Seoul (AFP) Jun 07, 2007
North Korea on Thursday test-fired two short-range missiles, less than two weeks after its previous launch, the South Korean military said. The communist state fired two missiles into the Yellow Sea, one in the morning and one in the afternoon, a spokesman for the Joint Chiefs of Staff told AFP. They are believed to be ground-to-ship or ship-to-ship missiles with a range of some 100 kilometres (62.5 miles), he said. All landed in North Korean waters.
The spokesman said the launches were among the routine missile tests North Korea carries out every year. "We consider today's launch as part of routine military training, as was the May 25 launch."
The May launching into the Sea of Japan (East Sea) was the first such test in nearly a year. South Korea, Japan and the United States played down its significance, calling it part of normal military exercises.
Japan said the latest tests were unlikely to pose an immediate threat and it had no plans to heighten its alert against North Korea, Jiji Press quoted a defence ministry official as saying.
But the tests come at a sensitive time as US and other negotiators are struggling to settle a banking row which is blocking a start to the North's promised nuclear disarmament.
US National Security Council spokesman Gordon Johndroe criticised the launches, in a comment from a G-8 summit.
"The United States and our allies believe that North Korea should refrain from testing missiles," said Johndroe.
"North Korea should focus on the denuclearisation of the Korean peninsula and fulfil its obligations under the February 13 agreement. This kind of activity is not constructive."
Under the six-nation February pact, the North agreed to disable its nuclear programmes in return for massive aid and diplomatic benefits.
But it refuses to make a start until it receives 25 million dollars which had been frozen in a Macau bank since 2005 at US instigation.
The US says the funds have been freed but the North has been unable to find a foreign bank willing to make the transfer.
The May 25 launch came on the same day South Korea launched its first Aegis destroyer, which is equipped with advanced defences against air and sea attack.
Analysts said at the time the launch may have been timed to coincide with that event, or might be an expression of frustration at the delay in solving the banking row.
The North's missile launches have heightened tensions in the region in the past decade. In 1998 it sparked alarm in Japan by test-firing a missile over that country.
In July last year it test-fired seven missiles, including its Taepodong-2 that in theory could reach the US west coast. Those launches brought UN condemnation and missile-related sanctions.
In October last year the North heightened alarm worldwide by carrying out its first nuclear test. Analysts say it is not yet thought to have the expertise to miniaturise a nuclear warhead to fit on a missile.
earlier related report
Prime Minister Shinzo Abe took the lead in discussions on North Korean issues on the second day of the Group of Eight summit in the German resort of Heiligendamm.
Abe condemned the North for failing to ease international concerns over its nuclear programme, and a dispute over Japanese abducted by North Korea in the 1970s and 80s.

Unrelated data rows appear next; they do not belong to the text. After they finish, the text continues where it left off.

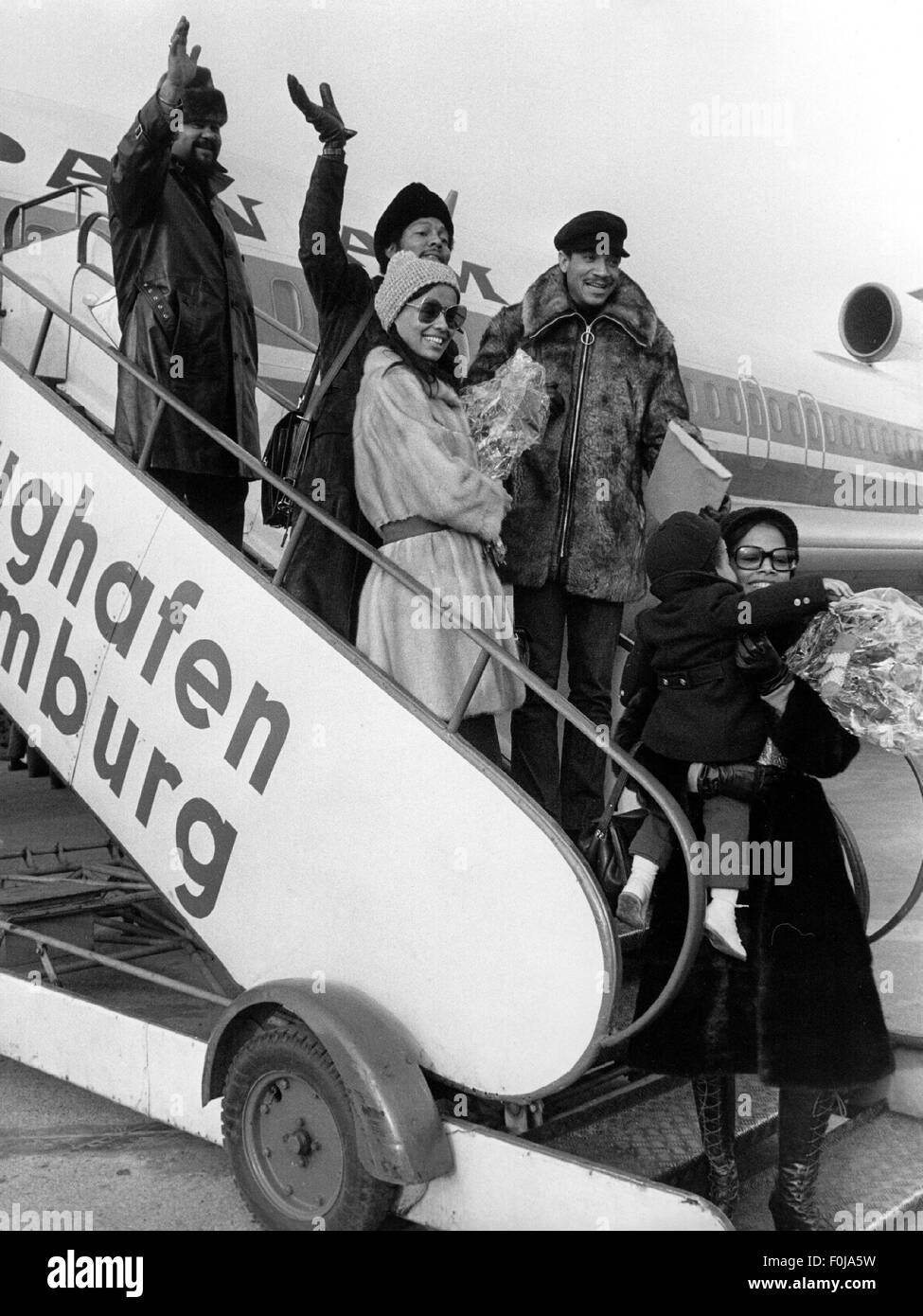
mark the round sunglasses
[407,297,468,333]
[731,543,798,571]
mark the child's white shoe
[704,898,747,959]
[615,878,650,929]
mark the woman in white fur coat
[353,251,525,765]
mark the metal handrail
[869,754,923,945]
[77,210,110,267]
[3,183,98,251]
[0,257,704,1049]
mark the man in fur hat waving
[109,18,259,549]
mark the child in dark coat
[617,512,849,959]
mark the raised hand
[161,14,202,100]
[286,74,356,146]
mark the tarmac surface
[0,749,923,1232]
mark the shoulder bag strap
[596,767,628,833]
[303,297,375,419]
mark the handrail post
[29,308,51,375]
[445,649,489,732]
[138,398,166,471]
[273,508,308,588]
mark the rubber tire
[222,1026,398,1232]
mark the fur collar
[523,264,658,347]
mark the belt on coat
[657,662,728,689]
[378,516,448,543]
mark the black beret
[555,210,628,256]
[373,183,455,270]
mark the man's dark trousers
[511,580,623,833]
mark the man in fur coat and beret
[469,210,701,840]
[283,74,454,640]
[109,18,259,549]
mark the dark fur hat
[373,183,455,270]
[157,64,228,128]
[183,67,228,128]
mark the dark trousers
[511,580,623,833]
[148,467,249,549]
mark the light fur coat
[353,347,525,718]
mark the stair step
[734,1108,923,1232]
[542,1080,778,1191]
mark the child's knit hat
[375,251,461,330]
[644,512,721,594]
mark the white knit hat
[375,251,461,329]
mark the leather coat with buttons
[620,571,826,763]
[109,96,259,478]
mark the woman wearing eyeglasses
[353,251,525,766]
[630,508,894,1232]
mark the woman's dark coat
[620,571,826,763]
[469,266,688,603]
[630,679,894,1089]
[109,96,259,479]
[283,155,384,640]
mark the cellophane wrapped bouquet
[786,590,923,754]
[462,347,549,480]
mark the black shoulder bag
[577,769,647,914]
[262,300,375,529]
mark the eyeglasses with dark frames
[731,543,798,571]
[407,297,468,333]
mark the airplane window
[273,279,304,333]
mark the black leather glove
[286,74,356,146]
[613,685,657,752]
[697,763,785,804]
[734,634,791,695]
[700,493,731,525]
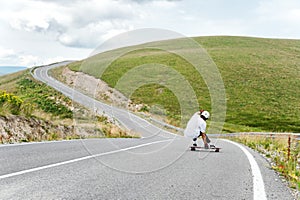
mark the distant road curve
[0,62,294,200]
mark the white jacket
[184,112,206,138]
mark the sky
[0,0,300,67]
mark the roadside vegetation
[0,70,137,143]
[65,37,300,133]
[230,134,300,190]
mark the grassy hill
[65,36,300,132]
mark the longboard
[190,146,221,152]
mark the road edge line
[222,139,267,200]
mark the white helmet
[201,110,210,119]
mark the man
[184,110,210,148]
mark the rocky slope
[0,115,80,144]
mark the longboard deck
[190,146,221,152]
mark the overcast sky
[0,0,300,66]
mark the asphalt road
[0,62,293,200]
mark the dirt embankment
[0,116,80,144]
[60,67,144,112]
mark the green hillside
[69,36,300,132]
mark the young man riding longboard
[184,110,210,149]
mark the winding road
[0,62,294,200]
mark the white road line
[0,139,173,180]
[222,139,267,200]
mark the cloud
[0,0,143,48]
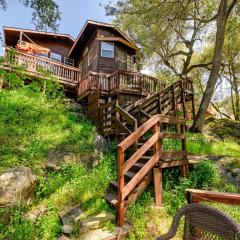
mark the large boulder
[0,167,37,207]
[80,212,116,232]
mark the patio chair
[157,204,240,240]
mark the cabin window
[88,49,93,67]
[101,42,114,58]
[50,52,62,62]
[79,61,83,72]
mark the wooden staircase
[100,80,194,226]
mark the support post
[118,147,125,227]
[153,167,162,207]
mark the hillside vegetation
[0,76,240,240]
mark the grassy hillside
[0,81,240,240]
[0,88,115,240]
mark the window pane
[101,42,114,58]
[102,50,114,58]
[50,52,62,62]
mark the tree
[192,0,237,132]
[106,0,216,76]
[106,0,240,131]
[0,0,61,31]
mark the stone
[25,205,48,222]
[62,224,73,234]
[57,235,70,240]
[0,208,10,225]
[0,167,38,207]
[78,224,130,240]
[79,152,100,169]
[0,77,4,92]
[93,135,108,152]
[45,149,79,171]
[78,229,115,240]
[60,206,83,225]
[80,212,116,232]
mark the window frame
[49,52,62,63]
[100,41,115,59]
[87,48,93,67]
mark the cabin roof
[68,20,139,57]
[3,26,75,47]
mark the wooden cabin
[1,21,195,226]
[4,20,165,123]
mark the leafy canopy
[0,0,61,31]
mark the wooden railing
[79,70,165,95]
[186,189,240,205]
[6,48,80,84]
[125,79,193,123]
[99,100,116,136]
[118,115,188,226]
[115,105,138,136]
[109,70,165,93]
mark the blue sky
[0,0,111,55]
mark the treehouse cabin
[3,21,194,226]
[4,21,165,123]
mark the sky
[0,0,111,56]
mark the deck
[78,70,165,99]
[4,48,80,87]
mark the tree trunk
[191,0,228,132]
[232,64,240,120]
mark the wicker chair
[157,204,240,240]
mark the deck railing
[6,48,80,84]
[109,70,165,93]
[79,70,165,96]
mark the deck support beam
[153,167,162,207]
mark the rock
[60,207,83,225]
[62,224,73,234]
[79,229,115,240]
[0,77,4,92]
[93,135,108,152]
[25,205,48,222]
[0,167,37,207]
[57,235,70,240]
[78,224,130,240]
[80,153,100,168]
[0,208,10,225]
[80,212,116,232]
[45,149,79,170]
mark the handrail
[5,47,79,71]
[118,115,187,226]
[6,47,80,84]
[186,189,240,205]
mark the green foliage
[0,0,61,31]
[0,208,34,240]
[187,133,240,157]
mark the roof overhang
[3,26,75,47]
[68,20,140,56]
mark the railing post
[181,80,186,118]
[153,121,162,207]
[118,147,125,227]
[181,125,188,177]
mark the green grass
[0,88,96,169]
[187,133,240,157]
[0,87,116,240]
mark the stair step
[124,171,136,178]
[133,163,144,168]
[105,193,118,207]
[110,181,118,189]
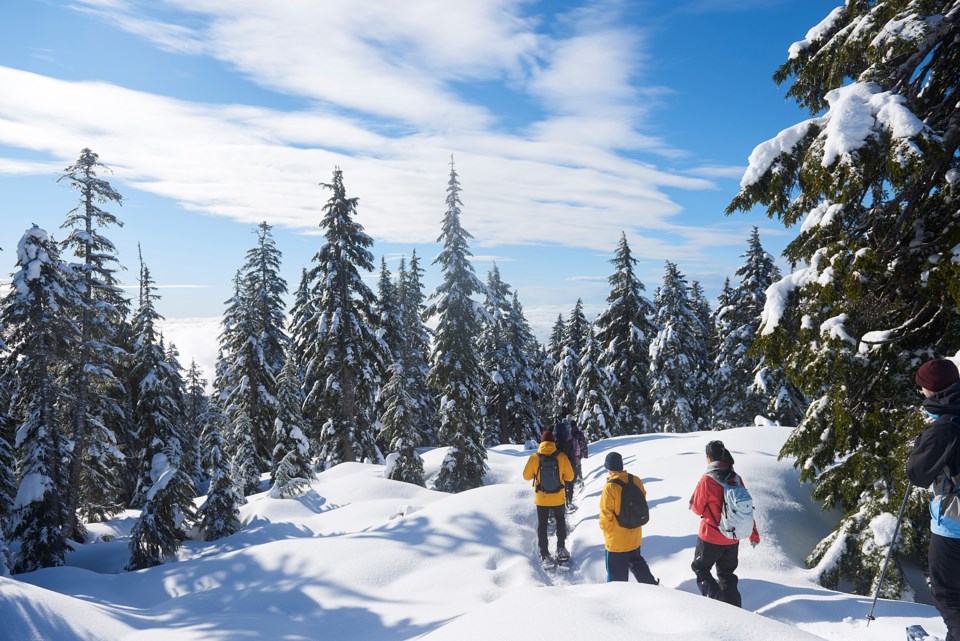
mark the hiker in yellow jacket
[523,430,573,563]
[600,452,660,585]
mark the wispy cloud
[0,0,752,257]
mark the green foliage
[728,0,960,596]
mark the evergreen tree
[127,259,194,570]
[290,269,323,458]
[380,360,424,486]
[594,234,656,434]
[272,348,313,497]
[479,265,518,446]
[197,403,243,541]
[374,252,405,449]
[506,291,547,443]
[575,330,617,441]
[183,361,210,487]
[304,168,386,465]
[58,149,128,542]
[426,159,487,492]
[0,225,77,573]
[397,250,438,445]
[690,281,717,429]
[728,0,960,597]
[223,222,289,470]
[650,261,704,432]
[710,278,753,430]
[228,409,260,496]
[553,298,589,416]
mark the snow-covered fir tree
[690,281,717,429]
[374,252,404,449]
[506,291,549,443]
[552,298,590,416]
[127,255,194,570]
[710,278,753,430]
[547,314,567,368]
[572,328,618,441]
[300,168,386,465]
[397,250,437,445]
[58,149,129,542]
[479,264,518,446]
[227,408,260,496]
[271,347,313,497]
[480,266,542,445]
[222,222,289,470]
[427,159,487,492]
[650,261,705,432]
[729,0,960,598]
[380,360,424,486]
[594,234,656,434]
[182,360,210,487]
[197,403,243,541]
[0,225,77,573]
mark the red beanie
[916,358,960,392]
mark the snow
[13,472,53,510]
[740,118,824,189]
[0,426,944,641]
[787,6,843,60]
[821,82,927,167]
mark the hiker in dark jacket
[907,359,960,641]
[690,441,760,608]
[523,430,573,561]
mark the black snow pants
[927,534,960,641]
[690,538,740,608]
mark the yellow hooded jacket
[523,441,573,507]
[600,472,647,552]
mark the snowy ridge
[0,427,943,641]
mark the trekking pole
[867,481,913,627]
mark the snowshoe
[907,625,935,641]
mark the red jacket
[690,462,760,545]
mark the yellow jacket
[600,472,647,552]
[523,441,573,507]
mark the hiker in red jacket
[690,441,760,608]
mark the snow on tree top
[787,6,843,60]
[821,82,928,167]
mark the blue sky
[0,0,841,372]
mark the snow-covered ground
[0,427,945,641]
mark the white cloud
[0,0,764,258]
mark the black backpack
[536,452,563,494]
[607,474,650,530]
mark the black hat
[914,358,960,392]
[603,452,623,472]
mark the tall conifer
[427,159,487,492]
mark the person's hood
[537,441,557,456]
[923,381,960,416]
[705,461,737,483]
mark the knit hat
[916,358,960,392]
[603,452,623,472]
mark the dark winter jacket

"North Korea's nuclear development is intolerable," Abe told the summit, according to a Japanese government official.
"The international community should send a clear message to North Korea," which has yet to meet its promise to close a nuclear reactor suspected of fueling its weapons programme, Abe said.
"The G8 must coordinate and take firm action on the issues," he added.
North Korea on Thursday test-fired two short-range missiles, less than two weeks after its previous launch, the South Korean military said.
The tests come at a sensitive time as the G8 leaders were discussing regional security while negotiators have struggled to settle a banking row which is blocking a start to the North's promised nuclear disarmament.
In an apparent breakthrough accord in February, the impoverished communist state agreed to close its only working reactor at Yongbyon by mid-April in return for massive aid and diplomatic concessions.
But North Korea refuses to act until it recovers 25 million dollars (19 million euros) which have been frozen in a Macau bank since 2005 under US-instigated sanctions.
Japan has taken the hardest line at six-nation nuclear talks and has imposed economic sanctions, saying it will not help North Korea until the emotionally charged kidnapping dispute is resolved.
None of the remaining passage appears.